As well, efficiency by design only applies to new data centers.  The vast majority of data centers operating today are aging. All of them have degraded with incremental cooling issues over time.   IT changes, infrastructure updates, failures, essentially any and all physical data center changes or incidents, affect cooling in ways that may not be detected through traditional operations or “walk around” management.

Data center managers must manage their cooling infrastructure as dynamically and closely as they do their IT assets.  The health of the cooling system directly impacts the health of those very same IT assets.

Further, cooling must be managed operationally.  Beyond the cost savings of continually optimized efficiency, cooling management systems provide clearer insight into where to add capacity, redundancy, potential thermal problems, and areas of risk.

Data centers have grown beyond the point where they can be managed manually.  It’s time stop treating cooling as the red-headed step-child of data centers.  Cooling requires the same attention and sophisticated management systems that are in common use for IT assets.  There’s no time to lose.

Posted by: Electric Thoughts™ | March 12, 2013

Machine Learning

Why Machine Learning-based DCIM Systems Are Becoming Best Practice.

Here’s a conundrum.  While data center IT equipment has a lifespan of about three years, data center cooling equipment will endure about 15 years. In other words,  your data center will likely  undergo five complete IT refreshes within the lifetime of your cooling equipment – at the very least.  In reality, refreshes happen much more frequently. Racks and servers come and go, floor tiles are moved, maintenance is performed, density is changed based on containment operations – any one of which will affect the ability of the cooling system to work efficiently and effectively.

If nothing is done to re-configure cooling operations as IT changes are made, and this is typically the case, the data center develops hot and cold spots, stranded cooling capacity and wasted energy consumption.  There is also risk with every equipment refresh – particularly if the work is done manually.

There’s a better way. The ubiquitous availability of low cost sensors, in tandem with the emerging availability of machine learning technology, is leading to development of new best practices for data center cooling management. Sensor-driven machine learning software enables the impact of IT changes on cooling performance to be anticipated and more safely managed.

Data centers instrumented with sensors gather real-time data which can inform software of minute-by-minute cooling capacity changes.  Machine learning software uses this information to understand the influence of each and every cooling unit, on each and every rack, in real-time as IT loads change.  And when loads or IT infrastructure changes, the software re-learns accordingly and updates itself, ensuring that the accuracy of its influence predictions remains current and accurate.   This ability to understand cooling influence at a granular level also enables the software to learn which cooling units are working effectively – and at expected performance levels  - and which aren’t.
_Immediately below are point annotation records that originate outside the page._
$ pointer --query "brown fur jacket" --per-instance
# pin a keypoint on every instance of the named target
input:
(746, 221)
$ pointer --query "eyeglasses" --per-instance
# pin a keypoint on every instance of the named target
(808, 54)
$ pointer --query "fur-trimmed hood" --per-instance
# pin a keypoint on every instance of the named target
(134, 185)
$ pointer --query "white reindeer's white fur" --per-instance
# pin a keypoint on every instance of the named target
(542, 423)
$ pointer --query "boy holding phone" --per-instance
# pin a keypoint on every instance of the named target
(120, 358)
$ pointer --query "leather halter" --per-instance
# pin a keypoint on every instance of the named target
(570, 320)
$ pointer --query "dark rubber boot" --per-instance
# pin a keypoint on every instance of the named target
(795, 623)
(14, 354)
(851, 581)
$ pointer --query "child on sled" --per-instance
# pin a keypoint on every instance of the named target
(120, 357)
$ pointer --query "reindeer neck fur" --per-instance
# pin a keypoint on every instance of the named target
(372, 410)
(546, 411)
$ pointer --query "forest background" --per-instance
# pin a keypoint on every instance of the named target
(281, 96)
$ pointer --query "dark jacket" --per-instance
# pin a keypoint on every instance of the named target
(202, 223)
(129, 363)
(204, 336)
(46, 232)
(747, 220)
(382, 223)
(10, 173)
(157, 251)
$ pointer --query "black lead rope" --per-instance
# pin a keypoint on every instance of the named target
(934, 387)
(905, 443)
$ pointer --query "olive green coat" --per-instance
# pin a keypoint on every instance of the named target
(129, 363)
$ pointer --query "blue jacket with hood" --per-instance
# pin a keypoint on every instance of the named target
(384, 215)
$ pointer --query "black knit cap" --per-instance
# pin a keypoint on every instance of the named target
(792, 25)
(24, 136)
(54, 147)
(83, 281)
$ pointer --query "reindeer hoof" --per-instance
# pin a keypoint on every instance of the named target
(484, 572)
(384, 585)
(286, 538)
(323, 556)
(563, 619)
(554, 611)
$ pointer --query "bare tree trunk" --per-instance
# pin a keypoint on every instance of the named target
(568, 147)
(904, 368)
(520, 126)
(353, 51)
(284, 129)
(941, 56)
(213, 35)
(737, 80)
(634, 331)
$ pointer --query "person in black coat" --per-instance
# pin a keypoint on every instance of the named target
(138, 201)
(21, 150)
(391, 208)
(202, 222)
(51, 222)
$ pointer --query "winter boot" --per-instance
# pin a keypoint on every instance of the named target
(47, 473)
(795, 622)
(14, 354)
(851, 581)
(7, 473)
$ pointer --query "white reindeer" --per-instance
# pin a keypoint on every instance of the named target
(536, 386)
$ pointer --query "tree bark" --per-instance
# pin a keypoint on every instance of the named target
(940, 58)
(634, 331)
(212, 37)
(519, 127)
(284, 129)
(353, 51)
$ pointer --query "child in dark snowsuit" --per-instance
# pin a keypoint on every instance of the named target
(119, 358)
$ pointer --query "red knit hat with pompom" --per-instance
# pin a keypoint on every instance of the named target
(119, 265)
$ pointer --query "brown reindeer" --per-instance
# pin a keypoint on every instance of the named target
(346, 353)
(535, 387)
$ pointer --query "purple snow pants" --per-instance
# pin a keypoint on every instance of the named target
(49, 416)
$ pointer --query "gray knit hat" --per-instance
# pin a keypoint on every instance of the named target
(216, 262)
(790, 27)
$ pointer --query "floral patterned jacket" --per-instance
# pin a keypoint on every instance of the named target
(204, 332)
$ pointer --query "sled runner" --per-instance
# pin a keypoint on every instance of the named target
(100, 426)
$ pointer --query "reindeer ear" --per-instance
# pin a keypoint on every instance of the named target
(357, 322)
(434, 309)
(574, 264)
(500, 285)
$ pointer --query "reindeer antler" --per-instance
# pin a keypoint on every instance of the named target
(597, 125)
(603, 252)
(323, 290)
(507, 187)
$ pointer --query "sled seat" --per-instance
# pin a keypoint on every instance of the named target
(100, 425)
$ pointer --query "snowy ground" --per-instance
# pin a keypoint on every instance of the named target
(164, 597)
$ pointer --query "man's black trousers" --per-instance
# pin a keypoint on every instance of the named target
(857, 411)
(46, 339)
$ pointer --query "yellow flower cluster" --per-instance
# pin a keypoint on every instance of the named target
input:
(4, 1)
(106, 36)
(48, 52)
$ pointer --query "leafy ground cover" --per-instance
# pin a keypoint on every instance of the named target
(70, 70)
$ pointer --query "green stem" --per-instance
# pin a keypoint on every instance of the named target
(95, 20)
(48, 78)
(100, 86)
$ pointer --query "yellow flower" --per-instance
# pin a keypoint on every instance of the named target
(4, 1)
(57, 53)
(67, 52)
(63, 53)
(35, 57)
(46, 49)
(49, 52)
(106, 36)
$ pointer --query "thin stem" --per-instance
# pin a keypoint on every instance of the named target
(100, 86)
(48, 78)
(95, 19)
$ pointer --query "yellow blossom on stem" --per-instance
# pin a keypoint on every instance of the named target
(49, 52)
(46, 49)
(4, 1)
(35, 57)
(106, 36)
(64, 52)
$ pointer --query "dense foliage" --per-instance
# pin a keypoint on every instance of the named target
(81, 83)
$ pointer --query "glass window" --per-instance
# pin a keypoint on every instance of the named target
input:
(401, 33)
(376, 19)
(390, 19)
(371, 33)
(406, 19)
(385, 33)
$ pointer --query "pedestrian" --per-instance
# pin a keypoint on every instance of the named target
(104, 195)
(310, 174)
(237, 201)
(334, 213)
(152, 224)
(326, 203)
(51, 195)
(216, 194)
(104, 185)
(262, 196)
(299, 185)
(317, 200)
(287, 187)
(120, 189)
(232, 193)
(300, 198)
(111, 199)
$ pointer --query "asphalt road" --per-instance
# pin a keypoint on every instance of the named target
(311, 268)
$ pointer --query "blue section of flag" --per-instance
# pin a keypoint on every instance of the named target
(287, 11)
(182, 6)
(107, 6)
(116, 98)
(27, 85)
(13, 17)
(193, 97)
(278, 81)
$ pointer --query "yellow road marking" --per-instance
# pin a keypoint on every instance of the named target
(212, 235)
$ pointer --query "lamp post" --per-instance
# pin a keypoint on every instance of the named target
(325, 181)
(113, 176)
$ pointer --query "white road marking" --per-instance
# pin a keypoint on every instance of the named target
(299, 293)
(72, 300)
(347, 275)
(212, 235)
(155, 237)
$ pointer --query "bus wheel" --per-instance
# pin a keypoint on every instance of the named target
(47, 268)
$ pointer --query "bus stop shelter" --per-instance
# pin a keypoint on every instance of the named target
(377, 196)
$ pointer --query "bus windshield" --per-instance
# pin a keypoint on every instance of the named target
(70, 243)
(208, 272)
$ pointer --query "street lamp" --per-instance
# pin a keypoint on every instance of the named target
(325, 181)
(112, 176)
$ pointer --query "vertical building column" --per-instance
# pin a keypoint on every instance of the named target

This understanding also illuminates, in a data-supported way, the need for targeted corrective maintenance. With a clearer understanding and visualization of cooling unit health, operators can justify the right budget to maintain equipment effectively thereby improving the overall health and reducing risk in the data center.

In one recent experience at a large US data center, machine learning software revealed that 40% of the cooling units were consuming power but not cooling.  The data center operator was aware of the problem, but couldn’t convince senior management to expend budget because he couldn’t quantify the problem nor prove the value/need for a specific expenditure to resolve the issue.  With new and clear data in hand, the operator was able to identify the failed CRACs and present the appropriate budget required to fix and replace them accordingly.

This ability to more clearly see the impact of IT changes on cooling equipment enables personnel to keep up with cooling capacity adjustment and, in most cases, eliminate the need for manual control.  A reduction of the corresponding “on-the-fly, floor time corrections” also frees up operators to focus on problems that require more creativity and to more effectively manage physical changes such floor tile adjustments, etc.

There’s no replacement for experience-based human expertise. However, why not leverage your staff  to do what they do best, and eliminate those tasks which are better served by software control.  Data centers using machine learning software are undeniably more efficient and more robust.  Operators can more confidently future proof themselves against inefficiency or adverse capacity impact as conditions change.  For these reasons alone, use of machine learning-based software should be considered an emerging best practice.

Posted by: Electric Thoughts™ | January 11, 2013

2012 Retrospective

It’s getting better all the time.

Despite our relentless drive to consume more and more data, driven by ever more interesting and arguably useful multimedia applications, energy consumption of data centers is growing slower than would be predicted from historical trends.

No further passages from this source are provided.